The Canadian Dollar rallied to its one-month best with the Buck today as the Bank of Canada (BoC) yesterday emphasized their key Overnight Rate was “appropriate” for now at 1.75% while citing the “intact” global economic recovery while the WTI crude oil price hit a fresh 75-day high this morning. The Loonie also rose sharply from its 13-day lows versus both the Euro and Yen from Tuesday morning, with EURCAD touching its nine-day low and CADJPY hitting a one-month high today. The domestic Labor Productivity QoQ figure yesterday morning was exactly on target at +0.2% while there was an improvement to +0.1% form +0.2% previous. Canadian Trade Balance was better than expected today at -1.1B versus -1.4B consensus but with a downward revision to -1.2B from -1.0B previous. Ivey PMI data follows later today before the key Employment Change and Unemployment Rate figures on Friday morning.
The Euro is trading close to its fresh one-month peak versus the generally weaker Greenback from yesterday but fell to its nine-day high versus the Canadian Dollar and while hitting its 31-month low against the broadly firmer Sterling today. Eurozone Retail Sales MoM was disappointing at -0.6% compared to its -0.4% forecast with a significant downward revision to -0.2% from +0.1% for the reading last month. Revised GDP QoQ and Final Employment Change QoQ was exactly on target for today at +0.2% & +0.1% respectively. Market participants remain concerned about lacklustre economic data for the region. Meanwhile, strikes began today in France to protest the pension reforms President Macron has enacted. German Industrial Production MoM is scheduled for release tomorrow early morning.
The British Pound is trading broadly higher as the UK polls still have a 10-point lead for the Conservative Tory Party over Labour for the moment. A clear Conservative majority could give Prime Minister Boris Johnson the mandate he needs to pass his Brexit deal. The UK Final Services PMI was released yesterday morning at 49.3 compared to its 48.6 consensus forecast/previous number. Sterling jumped to its fresh seven-month peak with the Greenback, Yen, and Swissy this morning, touched a nearly 7-month high with the CAD yesterday, along with its fresh 31-month high with the single currency today. Halifax HPI MoM on tap Friday morning is the only data left for the UK this week, but politics and Brexit remain front and centre for now.
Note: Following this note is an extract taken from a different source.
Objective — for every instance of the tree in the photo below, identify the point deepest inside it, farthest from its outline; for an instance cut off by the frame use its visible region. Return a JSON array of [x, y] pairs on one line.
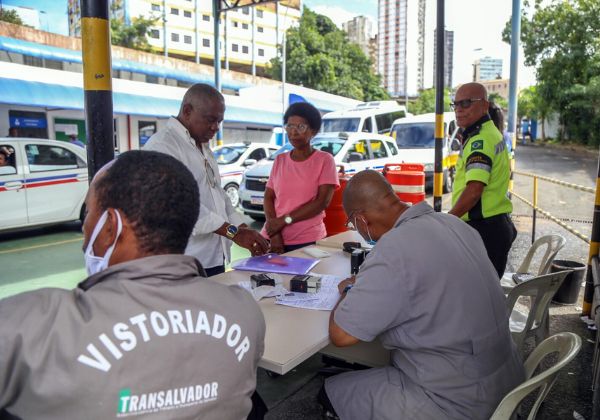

The Dollar improved to its two-day high versus the Japanese Yen on increased risk tolerance after the USDJPY rate fell one whole Yen after it rose to its six-month high on Friday morning, but fell to its fresh one-month low versus the Swiss Franc yesterday morning. The Buck actually rose from its three-week low with the Aussie from Tuesday morning on worse than expected Australian GDP QoQ at +0.4% versus +0.5% consensus forecast o Tuesday evening followed by Retail Sales MoM at 0.0% compared +0.3% target and Trade Balance at 4.50B versus 6.5B consensus last night. However, the NZDUSD rose to its new 4-month peak on USD weakness coupled with risk-on trading factors. The Buck fell off its 41-day peak with the Chinese Yuan form yesterday morning after the Bloomberg report indicating that both the US and China indeed are still targeting 15 December for a concrete deal. The key Swiss Retail Sales YoY was released at +0.7% versus +0.8% forecast whilst Manufacturing PMI figure was also exactly on target at 48.8 target on Monday while the key CPI MoM release was as expected at -0.1% on Tuesday. Japanese Average Cash Earnings nd Household Spending YoY are scheduled for this evening while Swiss Foreign Currency Reserves are on tap Friday early morning.